I have posted about my DP before under a different name about how great he is and all responses were agreeing he sounds like the dream man, any brothers etc etc.
But for some reason I’m just not happy. I haven’t been for a long time if I’m honest. On paper he is perfect…loyal as a dog, very good job, conventionally good looking, extremely hands on dad, does washing cooking cleaning, can turn his hand to anything and do it well, very tall, great body etc, family man, very close to his family but in absolutely no way a mummy’s boy or anything like that just really values his family. Does bath and bed every night. You get the picture.
We have been together for 12 years and I would say for the last 5 I just haven’t been happy. It started with his lack of enthusiasm for socialising etc. he’s very very docile and is happy to just coast through life whereas I am very much a do-er and want to always have plans. We didn’t go out on dates he was happy to just sit at home and it was the crux of most our arguments. This went on for some time and in the end I just gave up trying and started doing things with friends and family. No sooner did I stop badgering than he started making an effort but by this point I was over it and just lost interest.
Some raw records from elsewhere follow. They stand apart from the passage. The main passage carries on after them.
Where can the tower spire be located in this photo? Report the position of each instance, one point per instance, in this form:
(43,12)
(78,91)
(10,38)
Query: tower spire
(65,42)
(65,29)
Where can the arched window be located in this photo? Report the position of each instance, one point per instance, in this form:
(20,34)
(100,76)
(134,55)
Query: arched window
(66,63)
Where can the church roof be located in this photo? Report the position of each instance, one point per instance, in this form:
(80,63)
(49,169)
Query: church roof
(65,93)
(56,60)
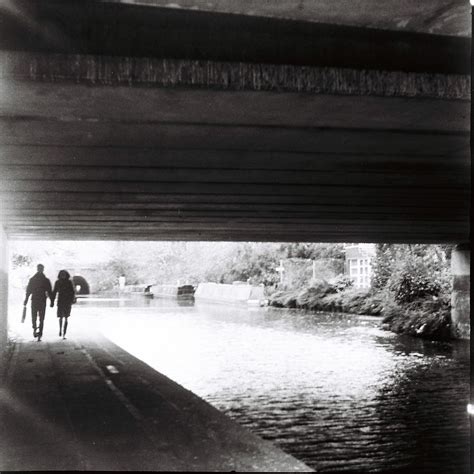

Over time we’ve had fall outs and I’ve tried to break up with him 3 times and kind of been “guilt tripped” (or so it’s felt) into getting back together. I wouldn’t say this was deliberate on his part but it’s just how I’ve felt and couldn’t bear to see him in the state he was in. I’ve sort of resented the fact we’ve got back together.
Our sex life is now none existent. I am not attracted to him at all. I am closeted bi-sexual but feel I would be much happier with someone of the same sex. The thought of having sex with him makes me sick. I have to psych myself up for it (probably once every 8 months or so) and I feel revolting during and after. If he knew this he’d be heartbroken. I go into the bathroom and cry because I can’t stand him touching me. This isn’t his fault it’s just how I feel.
It’s now the case that every little “ick” he does makes me rage. If we argue I think to myself “well just piss off then I don’t want to be with you” which is awful. I never outwardly express this to him, obviously.
I really don’t want to hurt him as I know I am the love of his life but I just can’t go on like this. He says he would rather have me than have a sex life if it came between the two (I tell him we don’t have sex regularly for health reasons). Writing this down I feel like such a horrible person, I realise there’s 5 years worth (probably more) of facts and examples I can give but have left specifics out for obvious reasons although I am happy to answer any questions.
I am planning to leave him this year, I’ve been quietly getting my ducks in a row but I feel I’m betraying him by not telling him where I’m at. I just don’t want to reveal all without me having a place to go as I know I’ll end up feeling guilty again and be right back at square one. I think this needs to be a clean break.
Terrified of traumatising DC also as well as the financial aspect.
Like I said, tons of examples that I could give that have probably got me to this point. The bottom line is I’m not happy; I haven’t been for a long time and I don’t know why. I love him very much but like a family member, not somebody I’m “in love” with.